Muitas vezes, o uso do termo “hiperfoco” não é acompanhado pela sua definição, partindo do princípio de que quem o escuta ou lê sabe exatamente o que significa. Foi assim que a palavra se tornou um meme nas redes sociais, utilizada como sinônimo de um pico de interesse. Entretanto, embora não haja um consenso único sobre o que constitui o hiperfoco, ele ainda é um termo clínico utilizado em relação a transtornos psiquiátricos.
Em linhas gerais, o hiperfoco é um fenômeno que reflete a absorção completa de uma pessoa em uma tarefa, a ponto de ela parecer ignorar ou “desligar-se” completamente de todo o resto. O termo é mais frequentemente mencionado no contexto do autismo e do TDAH – condições que têm consequências nas habilidades de atenção.
O que é o hiperfoco e como isso se tornou meme nas redes sociais?
As redes sociais estão repletas de tendências, que trazem consigo muitos termos e gírias novos. Embora o TikTok, o Instagram e o X (antigo Twitter) sirvam como plataforma para compartilhar experiências, o uso excessivo de termos clínicos nessas redes tem patologizado comportamentos comuns.

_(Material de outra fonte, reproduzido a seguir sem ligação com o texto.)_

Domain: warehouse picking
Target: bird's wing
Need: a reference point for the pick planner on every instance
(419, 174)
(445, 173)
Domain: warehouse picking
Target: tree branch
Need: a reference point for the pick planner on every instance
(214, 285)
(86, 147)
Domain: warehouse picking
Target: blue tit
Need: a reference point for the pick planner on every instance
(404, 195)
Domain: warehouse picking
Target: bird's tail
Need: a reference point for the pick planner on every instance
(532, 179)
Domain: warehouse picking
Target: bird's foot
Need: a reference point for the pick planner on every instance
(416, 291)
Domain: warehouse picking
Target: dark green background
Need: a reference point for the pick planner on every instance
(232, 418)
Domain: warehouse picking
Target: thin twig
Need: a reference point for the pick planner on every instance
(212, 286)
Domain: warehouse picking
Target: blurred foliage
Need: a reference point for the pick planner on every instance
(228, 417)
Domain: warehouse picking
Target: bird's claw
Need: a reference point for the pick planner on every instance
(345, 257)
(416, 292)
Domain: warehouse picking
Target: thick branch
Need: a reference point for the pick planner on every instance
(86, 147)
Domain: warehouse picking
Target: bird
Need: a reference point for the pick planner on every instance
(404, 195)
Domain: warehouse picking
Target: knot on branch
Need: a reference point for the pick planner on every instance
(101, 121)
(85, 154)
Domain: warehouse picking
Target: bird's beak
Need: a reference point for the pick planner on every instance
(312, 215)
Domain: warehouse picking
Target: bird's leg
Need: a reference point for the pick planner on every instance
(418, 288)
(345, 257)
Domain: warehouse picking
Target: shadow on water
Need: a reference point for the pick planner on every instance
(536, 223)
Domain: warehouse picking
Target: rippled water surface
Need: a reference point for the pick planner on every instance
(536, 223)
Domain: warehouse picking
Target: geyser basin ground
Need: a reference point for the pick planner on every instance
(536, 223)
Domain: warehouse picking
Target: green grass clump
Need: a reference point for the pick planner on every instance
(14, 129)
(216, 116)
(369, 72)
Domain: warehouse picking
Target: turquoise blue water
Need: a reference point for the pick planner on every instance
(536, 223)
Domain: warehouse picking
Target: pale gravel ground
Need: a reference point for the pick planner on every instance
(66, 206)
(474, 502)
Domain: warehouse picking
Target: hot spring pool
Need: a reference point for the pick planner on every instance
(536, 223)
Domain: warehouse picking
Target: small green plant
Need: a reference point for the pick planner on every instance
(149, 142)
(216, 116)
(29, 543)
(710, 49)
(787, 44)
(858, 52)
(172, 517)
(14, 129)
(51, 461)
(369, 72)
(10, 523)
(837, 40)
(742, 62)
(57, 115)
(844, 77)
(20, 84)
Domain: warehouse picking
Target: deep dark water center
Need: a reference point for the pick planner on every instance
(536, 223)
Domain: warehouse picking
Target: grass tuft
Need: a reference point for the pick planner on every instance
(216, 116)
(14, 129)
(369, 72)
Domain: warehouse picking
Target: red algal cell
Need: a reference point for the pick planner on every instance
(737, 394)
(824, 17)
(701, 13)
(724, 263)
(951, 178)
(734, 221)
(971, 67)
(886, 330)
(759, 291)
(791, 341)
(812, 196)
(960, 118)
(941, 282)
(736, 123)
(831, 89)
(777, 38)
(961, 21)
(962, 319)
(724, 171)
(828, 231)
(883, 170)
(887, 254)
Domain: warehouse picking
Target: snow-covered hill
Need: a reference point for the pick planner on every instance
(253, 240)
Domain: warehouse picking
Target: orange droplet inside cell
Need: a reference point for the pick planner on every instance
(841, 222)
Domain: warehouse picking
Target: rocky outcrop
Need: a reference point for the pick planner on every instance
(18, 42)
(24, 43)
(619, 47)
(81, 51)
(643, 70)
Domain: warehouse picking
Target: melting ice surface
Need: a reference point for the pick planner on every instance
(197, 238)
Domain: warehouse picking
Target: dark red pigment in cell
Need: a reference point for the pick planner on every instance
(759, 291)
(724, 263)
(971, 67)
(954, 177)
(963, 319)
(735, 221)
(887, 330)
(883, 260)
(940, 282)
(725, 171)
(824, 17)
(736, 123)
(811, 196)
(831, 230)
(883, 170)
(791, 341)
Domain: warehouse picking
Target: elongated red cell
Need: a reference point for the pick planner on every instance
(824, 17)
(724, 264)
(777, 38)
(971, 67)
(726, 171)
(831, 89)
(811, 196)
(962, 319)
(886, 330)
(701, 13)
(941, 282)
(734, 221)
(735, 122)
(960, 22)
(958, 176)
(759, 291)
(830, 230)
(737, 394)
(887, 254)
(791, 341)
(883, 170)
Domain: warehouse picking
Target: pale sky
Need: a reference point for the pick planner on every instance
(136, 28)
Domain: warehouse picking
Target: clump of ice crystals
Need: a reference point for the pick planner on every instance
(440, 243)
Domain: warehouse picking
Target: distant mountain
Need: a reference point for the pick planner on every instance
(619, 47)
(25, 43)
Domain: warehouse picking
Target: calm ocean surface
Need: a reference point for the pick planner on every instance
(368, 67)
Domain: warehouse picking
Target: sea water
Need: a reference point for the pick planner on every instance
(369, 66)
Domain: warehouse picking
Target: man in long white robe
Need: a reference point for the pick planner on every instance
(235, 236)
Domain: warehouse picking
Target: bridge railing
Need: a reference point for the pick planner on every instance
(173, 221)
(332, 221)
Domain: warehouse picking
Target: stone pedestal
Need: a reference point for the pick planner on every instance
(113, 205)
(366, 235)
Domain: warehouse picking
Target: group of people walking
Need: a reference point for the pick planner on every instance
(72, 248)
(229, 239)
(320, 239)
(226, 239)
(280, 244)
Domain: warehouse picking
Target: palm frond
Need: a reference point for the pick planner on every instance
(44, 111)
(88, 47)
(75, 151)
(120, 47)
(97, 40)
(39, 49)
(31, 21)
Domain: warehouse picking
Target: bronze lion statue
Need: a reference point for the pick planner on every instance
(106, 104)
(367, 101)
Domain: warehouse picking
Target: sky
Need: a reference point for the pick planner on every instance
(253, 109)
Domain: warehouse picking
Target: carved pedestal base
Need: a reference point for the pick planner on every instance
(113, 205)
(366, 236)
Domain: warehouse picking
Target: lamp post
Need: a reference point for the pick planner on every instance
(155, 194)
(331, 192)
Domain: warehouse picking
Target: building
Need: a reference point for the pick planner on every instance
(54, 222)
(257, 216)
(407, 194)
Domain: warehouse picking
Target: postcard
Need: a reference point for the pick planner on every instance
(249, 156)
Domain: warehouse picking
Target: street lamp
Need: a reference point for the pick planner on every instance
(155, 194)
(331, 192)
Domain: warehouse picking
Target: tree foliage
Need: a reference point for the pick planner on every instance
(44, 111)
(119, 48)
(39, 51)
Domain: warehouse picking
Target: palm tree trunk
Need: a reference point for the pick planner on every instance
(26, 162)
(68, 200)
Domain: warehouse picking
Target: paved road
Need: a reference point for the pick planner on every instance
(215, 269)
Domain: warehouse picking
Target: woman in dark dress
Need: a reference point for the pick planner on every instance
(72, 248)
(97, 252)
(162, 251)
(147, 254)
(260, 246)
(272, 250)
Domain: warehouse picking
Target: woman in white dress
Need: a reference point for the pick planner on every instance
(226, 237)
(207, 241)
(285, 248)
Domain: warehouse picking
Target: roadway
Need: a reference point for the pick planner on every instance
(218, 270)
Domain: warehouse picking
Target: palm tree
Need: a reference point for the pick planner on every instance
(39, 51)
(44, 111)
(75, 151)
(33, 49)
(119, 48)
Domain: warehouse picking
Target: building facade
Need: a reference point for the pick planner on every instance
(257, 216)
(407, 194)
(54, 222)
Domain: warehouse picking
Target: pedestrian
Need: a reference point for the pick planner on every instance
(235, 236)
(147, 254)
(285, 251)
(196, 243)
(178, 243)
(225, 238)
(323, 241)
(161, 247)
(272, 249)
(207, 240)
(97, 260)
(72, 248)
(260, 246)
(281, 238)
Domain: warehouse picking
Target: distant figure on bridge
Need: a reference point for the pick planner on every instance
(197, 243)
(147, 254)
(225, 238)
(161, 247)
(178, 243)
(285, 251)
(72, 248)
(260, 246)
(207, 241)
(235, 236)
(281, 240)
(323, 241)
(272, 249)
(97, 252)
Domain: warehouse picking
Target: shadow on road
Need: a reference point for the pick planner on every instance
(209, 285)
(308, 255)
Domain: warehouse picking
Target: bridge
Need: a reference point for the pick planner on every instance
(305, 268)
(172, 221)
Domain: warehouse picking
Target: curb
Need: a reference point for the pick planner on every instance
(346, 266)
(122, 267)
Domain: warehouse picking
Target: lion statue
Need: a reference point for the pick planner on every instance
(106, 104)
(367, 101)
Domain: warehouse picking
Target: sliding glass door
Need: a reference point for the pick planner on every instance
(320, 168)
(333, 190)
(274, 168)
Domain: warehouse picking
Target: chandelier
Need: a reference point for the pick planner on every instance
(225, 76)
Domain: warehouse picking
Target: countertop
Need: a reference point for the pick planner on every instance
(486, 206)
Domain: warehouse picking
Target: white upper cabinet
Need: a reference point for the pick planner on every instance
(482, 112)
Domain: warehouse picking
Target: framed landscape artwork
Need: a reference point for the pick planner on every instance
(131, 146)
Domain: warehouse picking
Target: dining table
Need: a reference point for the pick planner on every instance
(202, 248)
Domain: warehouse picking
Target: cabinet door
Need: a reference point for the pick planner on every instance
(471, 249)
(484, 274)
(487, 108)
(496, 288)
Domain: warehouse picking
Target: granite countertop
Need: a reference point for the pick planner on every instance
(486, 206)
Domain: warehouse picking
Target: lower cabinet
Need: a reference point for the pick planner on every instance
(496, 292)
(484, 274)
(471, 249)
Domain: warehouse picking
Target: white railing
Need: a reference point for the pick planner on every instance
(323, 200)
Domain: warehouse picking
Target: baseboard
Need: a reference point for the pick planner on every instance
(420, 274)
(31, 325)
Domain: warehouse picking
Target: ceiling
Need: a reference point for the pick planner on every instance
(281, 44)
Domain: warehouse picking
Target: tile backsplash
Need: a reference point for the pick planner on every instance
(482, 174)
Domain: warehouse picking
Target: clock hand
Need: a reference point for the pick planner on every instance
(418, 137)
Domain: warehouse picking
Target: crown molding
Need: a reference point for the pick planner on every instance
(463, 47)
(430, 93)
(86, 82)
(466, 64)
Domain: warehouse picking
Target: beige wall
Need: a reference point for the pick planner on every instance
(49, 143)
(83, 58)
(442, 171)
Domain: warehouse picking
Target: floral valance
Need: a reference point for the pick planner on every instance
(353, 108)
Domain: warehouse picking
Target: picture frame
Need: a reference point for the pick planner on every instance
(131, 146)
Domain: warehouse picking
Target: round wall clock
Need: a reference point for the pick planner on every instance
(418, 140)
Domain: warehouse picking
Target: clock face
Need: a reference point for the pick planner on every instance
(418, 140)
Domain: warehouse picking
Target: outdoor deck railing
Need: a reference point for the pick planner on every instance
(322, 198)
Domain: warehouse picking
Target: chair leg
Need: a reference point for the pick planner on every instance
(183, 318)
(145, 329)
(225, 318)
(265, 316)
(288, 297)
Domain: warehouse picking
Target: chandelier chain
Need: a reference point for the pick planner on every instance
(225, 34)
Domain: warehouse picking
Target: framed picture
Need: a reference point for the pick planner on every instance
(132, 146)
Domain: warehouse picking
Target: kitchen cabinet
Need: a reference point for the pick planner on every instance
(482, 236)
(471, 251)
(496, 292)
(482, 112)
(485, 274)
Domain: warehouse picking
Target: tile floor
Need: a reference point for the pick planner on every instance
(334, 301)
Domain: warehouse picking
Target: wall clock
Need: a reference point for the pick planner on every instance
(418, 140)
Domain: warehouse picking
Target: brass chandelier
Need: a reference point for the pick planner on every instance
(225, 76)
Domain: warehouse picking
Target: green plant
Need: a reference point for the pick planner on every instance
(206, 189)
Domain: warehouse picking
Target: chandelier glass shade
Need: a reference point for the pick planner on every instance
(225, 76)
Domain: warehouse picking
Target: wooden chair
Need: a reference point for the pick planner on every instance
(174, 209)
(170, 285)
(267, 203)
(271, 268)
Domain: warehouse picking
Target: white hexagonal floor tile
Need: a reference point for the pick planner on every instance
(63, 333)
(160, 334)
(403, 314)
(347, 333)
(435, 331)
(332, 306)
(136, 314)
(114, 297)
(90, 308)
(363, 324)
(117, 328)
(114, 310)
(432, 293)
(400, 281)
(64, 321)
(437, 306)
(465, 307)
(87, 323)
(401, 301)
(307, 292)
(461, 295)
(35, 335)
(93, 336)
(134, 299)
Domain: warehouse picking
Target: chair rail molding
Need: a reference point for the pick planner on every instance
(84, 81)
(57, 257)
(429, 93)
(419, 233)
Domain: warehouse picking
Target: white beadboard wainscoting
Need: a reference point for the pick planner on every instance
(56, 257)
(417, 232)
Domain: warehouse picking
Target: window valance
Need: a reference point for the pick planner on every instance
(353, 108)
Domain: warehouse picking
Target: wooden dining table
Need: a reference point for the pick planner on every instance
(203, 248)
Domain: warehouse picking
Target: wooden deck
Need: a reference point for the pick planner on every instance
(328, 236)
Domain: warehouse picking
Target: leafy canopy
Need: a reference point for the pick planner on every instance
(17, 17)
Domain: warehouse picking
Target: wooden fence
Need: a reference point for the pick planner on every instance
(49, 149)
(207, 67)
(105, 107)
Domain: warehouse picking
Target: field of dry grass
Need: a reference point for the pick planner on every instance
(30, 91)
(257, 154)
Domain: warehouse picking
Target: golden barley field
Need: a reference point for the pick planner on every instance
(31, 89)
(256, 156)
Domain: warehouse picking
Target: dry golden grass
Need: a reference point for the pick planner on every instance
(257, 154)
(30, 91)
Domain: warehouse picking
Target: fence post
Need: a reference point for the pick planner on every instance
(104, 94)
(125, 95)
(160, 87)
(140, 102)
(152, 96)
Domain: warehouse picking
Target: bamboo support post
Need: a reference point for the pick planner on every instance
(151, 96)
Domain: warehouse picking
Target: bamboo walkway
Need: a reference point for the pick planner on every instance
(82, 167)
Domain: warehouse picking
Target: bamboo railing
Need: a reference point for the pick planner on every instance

Muitas vezes, o resultado disso são vivências reais reduzidas a conteúdo cômico. Usar termos diagnósticos como metáforas inadequadas para comportamentos “estranhos”, ou meros traços de personalidade, acaba minimizando condições sérias – e as pessoas que as têm. Por esse motivo, é importante se familiarizar com o significado de uma palavra antes de adicioná-la ao seu vocabulário.
Em suma, o hiperfoco é um fenômeno que reflete a absorção completa de uma pessoa em determinada tarefa, acompanhada por uma diminuição da consciência de si mesma, do tempo e do ambiente ao seu redor. Alguns estudos também o definem como um fenômeno clínico de “fixação”, expressando uma dificuldade em mudar a atenção de um assunto para outro, semelhante a um “estado hipnótico”.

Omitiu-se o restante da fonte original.